A frantic journey to the library turned up two treasures: an Updike book about a doubting, sex-crazed minister and Einstein's theory of relativity. In the one, I have a familiar voice I've grown to love, and a descriptive power I've not encountered in anyone but Nabokov. In the latter, I'll probably understand a fraction, and be able to apply none of it, save for some of the most esoterically banal conversation-stoppers I can muster for future cocktail parties.

I do love Updike though. Part of the draw to him is in the spiritual depth of his novels. The experience of an Updike novel is uniquely visceral and the details are powerfully vivid and dynamic. But there's always more. Many have remarked that no one does sex like Updike. True. No one does doubt like Updike either. He has a way of charting the motions of the soul within the context of a terrifyingly mundane and secular world. The lusts seem to act as extensions of the spirit in an Updike novel. We are always reaching for that ultimate point of contact only to find it shattered by a paradoxical sense of isolation. Adultery is the theme running rampant throughout all of Updike's prose. It serves as a metaphor for our own wanderings away from our true source of light.

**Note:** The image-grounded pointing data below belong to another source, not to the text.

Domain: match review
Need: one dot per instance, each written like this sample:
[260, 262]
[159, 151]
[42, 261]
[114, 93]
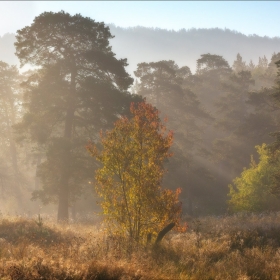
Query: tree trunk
[63, 195]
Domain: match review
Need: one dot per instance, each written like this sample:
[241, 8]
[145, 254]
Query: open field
[231, 247]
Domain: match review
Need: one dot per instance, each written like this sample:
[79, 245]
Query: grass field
[231, 247]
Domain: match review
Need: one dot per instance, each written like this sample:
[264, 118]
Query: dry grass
[233, 247]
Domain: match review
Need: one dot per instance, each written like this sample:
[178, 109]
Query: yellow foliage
[133, 153]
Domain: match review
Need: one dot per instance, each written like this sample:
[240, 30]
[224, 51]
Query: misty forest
[138, 153]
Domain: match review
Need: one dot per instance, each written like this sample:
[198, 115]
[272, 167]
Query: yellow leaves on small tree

Updike used to read from Karl Barth's commentary on Romans every night before he went to bed. He never tired of citing Kierkegaard and Barth as the vital sources of inspiration for his work, the set of coordinates by which he operated. His books are profoundly existential and profoundly theological. His characters are always trying to stay in motion, to stave away inertia. They are always trying to crowd away their emptiness with voluptuous bodies. Ironically, this ends up compounding the problem.

I am grateful to return to this most Christian of contemporary writers.